Heute existieren zwei anonyme Partiturabschriften in der Staatsbibliothek zu Berlin und der Staats- und Universitätsbibliothek Göttingen sowie das Aufführungsmaterial Bachs mit der Komponistenangabe „Sigr. R. Keiser“ auf dem Umschlag.[1][2] Die drei Fassungen weichen deutlich voneinander ab. Weiter liegen zwei Textdrucke einer Hamburger Aufführung von 1707 durch den Dom-Kantor Friedrich Nicolaus Bruhns (der sich selbst „Brauns“ schrieb) vor.

Drei Sinfonien sowie ein Choral Wenn ich einmal soll scheiden werden in den Textdrucken nicht erwähnt, sind aber in allen drei Fassungen enthalten. Man geht also davon aus, dass der Textdruck auf der originalen Kompositionsfassung basiert, und dass dieser die genannten vier Sätze erst später hinzugefügt wurden. Auf die so erweiterte Version gehen dann die drei erhaltenen Fassungen – unabhängig voneinander – zurück.

Die Göttinger Version fügt ihrerseits zwei Sinfonien, einen Choral sowie fünf weitere Arien – alle aus gedruckten Werken Reinhard Keisers – hinzu. Die Berliner Partitur ist kürzer, da sie zwar sieben neue Arien einführt, jedoch vier originale Arien und den Schlusschor auslässt.[3] Bach scheint zunächst die Passion in ihrer Originalversion aufgeführt zu haben, dabei aber die beiden abschließenden Chorsätze durch eigene – auf den gleichen Text – ersetzt zu haben. In seinen späteren Aufführungen nahm er weitere Änderungen vor – dazu unten.

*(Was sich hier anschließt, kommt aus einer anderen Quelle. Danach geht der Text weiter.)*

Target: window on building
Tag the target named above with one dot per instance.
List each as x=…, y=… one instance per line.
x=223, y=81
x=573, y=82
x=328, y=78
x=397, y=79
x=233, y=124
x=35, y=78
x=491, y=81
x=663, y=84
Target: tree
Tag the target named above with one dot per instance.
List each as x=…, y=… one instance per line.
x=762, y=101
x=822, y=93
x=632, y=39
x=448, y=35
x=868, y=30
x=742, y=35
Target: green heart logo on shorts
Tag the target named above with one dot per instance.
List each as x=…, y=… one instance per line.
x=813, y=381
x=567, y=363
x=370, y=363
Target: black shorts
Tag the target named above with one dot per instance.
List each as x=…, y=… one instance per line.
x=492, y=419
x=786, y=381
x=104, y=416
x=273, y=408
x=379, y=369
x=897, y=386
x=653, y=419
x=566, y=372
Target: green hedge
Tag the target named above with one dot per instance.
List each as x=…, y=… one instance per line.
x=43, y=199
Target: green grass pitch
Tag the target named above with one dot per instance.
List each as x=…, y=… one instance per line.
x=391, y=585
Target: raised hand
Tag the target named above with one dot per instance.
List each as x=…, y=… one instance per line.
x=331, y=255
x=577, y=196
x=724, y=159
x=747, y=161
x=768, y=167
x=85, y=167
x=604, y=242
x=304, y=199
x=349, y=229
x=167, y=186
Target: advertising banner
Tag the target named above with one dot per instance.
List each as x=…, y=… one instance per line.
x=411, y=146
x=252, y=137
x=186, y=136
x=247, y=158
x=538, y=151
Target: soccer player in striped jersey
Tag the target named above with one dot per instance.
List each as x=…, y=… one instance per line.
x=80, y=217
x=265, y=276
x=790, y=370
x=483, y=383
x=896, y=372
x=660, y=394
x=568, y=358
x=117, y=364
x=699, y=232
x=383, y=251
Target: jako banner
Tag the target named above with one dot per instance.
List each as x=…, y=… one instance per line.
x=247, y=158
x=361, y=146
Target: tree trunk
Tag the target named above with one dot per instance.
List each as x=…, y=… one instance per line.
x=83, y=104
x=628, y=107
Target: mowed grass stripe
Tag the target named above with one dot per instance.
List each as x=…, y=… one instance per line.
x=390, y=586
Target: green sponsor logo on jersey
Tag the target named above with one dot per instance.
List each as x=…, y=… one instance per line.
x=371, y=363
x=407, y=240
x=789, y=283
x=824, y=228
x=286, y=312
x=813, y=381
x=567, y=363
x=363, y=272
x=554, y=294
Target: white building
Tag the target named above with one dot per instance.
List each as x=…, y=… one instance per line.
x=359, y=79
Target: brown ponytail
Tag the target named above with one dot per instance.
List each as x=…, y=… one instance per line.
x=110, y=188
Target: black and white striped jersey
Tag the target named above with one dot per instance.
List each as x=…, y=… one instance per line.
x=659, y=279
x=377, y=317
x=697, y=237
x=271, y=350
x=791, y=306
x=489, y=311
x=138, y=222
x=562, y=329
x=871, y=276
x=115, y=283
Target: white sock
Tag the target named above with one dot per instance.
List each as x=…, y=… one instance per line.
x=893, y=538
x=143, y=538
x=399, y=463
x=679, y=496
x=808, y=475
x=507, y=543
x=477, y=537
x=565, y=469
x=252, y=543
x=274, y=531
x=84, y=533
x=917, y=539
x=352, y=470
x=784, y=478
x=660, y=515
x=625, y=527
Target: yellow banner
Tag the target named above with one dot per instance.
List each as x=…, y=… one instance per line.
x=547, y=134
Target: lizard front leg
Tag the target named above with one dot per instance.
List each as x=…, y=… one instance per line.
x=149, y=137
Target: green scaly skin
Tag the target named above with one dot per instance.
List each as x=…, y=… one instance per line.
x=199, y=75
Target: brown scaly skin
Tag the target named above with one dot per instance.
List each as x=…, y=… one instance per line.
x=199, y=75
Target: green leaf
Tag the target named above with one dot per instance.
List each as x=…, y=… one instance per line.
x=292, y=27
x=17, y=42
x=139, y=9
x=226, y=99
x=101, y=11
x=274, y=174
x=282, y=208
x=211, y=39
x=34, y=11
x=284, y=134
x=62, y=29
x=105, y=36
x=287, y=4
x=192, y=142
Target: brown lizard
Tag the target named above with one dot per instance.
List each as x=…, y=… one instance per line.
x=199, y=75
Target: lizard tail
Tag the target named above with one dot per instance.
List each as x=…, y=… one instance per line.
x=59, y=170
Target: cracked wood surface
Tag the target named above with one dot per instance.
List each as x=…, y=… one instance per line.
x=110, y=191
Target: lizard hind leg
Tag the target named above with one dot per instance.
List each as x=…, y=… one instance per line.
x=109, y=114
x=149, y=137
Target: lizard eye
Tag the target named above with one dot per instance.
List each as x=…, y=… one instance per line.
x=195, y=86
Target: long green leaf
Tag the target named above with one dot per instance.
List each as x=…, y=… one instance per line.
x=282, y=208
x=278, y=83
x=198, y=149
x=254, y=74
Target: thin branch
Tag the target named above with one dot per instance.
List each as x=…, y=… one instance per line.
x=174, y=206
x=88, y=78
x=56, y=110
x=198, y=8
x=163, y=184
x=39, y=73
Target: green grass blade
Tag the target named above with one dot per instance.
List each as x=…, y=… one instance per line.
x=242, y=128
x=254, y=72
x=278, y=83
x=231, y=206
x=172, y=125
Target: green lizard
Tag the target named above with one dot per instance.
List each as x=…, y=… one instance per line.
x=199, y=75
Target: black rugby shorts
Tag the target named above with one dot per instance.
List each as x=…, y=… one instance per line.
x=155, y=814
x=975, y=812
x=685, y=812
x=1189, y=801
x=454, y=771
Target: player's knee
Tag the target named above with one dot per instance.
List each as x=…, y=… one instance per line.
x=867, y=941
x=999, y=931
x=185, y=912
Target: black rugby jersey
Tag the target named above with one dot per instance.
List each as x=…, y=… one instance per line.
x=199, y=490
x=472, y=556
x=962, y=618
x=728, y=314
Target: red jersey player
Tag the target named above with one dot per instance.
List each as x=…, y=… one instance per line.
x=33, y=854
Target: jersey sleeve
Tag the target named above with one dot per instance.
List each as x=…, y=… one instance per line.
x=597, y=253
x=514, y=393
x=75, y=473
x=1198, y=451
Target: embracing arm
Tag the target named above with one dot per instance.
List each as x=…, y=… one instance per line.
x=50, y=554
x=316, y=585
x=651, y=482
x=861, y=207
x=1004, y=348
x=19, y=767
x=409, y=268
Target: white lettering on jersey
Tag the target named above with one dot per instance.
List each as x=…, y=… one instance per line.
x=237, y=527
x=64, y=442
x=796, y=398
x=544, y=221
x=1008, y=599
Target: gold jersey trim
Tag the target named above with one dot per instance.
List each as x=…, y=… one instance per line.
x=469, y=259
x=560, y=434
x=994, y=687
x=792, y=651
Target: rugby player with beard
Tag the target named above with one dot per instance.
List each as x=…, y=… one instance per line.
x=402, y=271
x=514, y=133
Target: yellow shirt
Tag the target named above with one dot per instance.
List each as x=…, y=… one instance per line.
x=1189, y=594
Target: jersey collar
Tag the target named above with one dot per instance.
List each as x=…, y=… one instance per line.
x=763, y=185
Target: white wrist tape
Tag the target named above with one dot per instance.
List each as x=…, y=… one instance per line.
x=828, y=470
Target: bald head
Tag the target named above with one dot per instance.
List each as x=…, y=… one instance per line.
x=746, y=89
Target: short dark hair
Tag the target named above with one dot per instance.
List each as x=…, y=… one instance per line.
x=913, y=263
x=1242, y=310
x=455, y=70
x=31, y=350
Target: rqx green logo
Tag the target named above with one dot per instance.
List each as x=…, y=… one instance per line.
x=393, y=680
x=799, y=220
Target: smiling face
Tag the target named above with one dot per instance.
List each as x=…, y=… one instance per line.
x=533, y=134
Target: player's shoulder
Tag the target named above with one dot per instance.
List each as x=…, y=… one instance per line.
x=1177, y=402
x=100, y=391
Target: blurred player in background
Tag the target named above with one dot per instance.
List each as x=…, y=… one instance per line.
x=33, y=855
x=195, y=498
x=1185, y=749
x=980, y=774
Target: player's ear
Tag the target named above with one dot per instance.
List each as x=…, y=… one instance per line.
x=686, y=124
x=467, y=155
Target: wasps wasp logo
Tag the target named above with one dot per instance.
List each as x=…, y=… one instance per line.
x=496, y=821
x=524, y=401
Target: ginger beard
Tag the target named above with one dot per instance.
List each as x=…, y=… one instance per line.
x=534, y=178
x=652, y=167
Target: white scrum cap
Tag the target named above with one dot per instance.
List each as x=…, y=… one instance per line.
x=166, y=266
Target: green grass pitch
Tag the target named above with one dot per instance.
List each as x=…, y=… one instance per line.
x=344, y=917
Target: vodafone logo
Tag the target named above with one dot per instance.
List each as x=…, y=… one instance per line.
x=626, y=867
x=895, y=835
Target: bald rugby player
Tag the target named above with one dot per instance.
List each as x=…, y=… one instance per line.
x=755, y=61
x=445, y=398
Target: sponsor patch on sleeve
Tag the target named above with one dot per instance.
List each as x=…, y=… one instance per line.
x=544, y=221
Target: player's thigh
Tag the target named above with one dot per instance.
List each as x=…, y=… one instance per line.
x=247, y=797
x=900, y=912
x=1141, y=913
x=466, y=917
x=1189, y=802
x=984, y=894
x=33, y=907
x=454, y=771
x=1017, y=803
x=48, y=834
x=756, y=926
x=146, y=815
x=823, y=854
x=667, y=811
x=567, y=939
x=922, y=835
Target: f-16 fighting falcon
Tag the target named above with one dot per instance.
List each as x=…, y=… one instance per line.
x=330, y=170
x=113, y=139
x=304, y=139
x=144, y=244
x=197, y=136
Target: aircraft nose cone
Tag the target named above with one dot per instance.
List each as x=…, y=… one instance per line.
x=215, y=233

Bachs Angabe ließ zunächst auf den Komponisten Reinhard Keiser schließen, der zu Bachs Lebzeiten sehr bekannt war, so dass ihm auch Johann Mattheson 1740 einen Artikel in seinen Grundlagen einer Ehrenpforte widmete. Da Reinhard Keisers Passionsvertonungen aber erst wesentlich später entstanden und dem moderneren Stil des poetischen Oratoriums folgen,[4] erscheint diese Angabe nicht unbedingt glaubwürdig.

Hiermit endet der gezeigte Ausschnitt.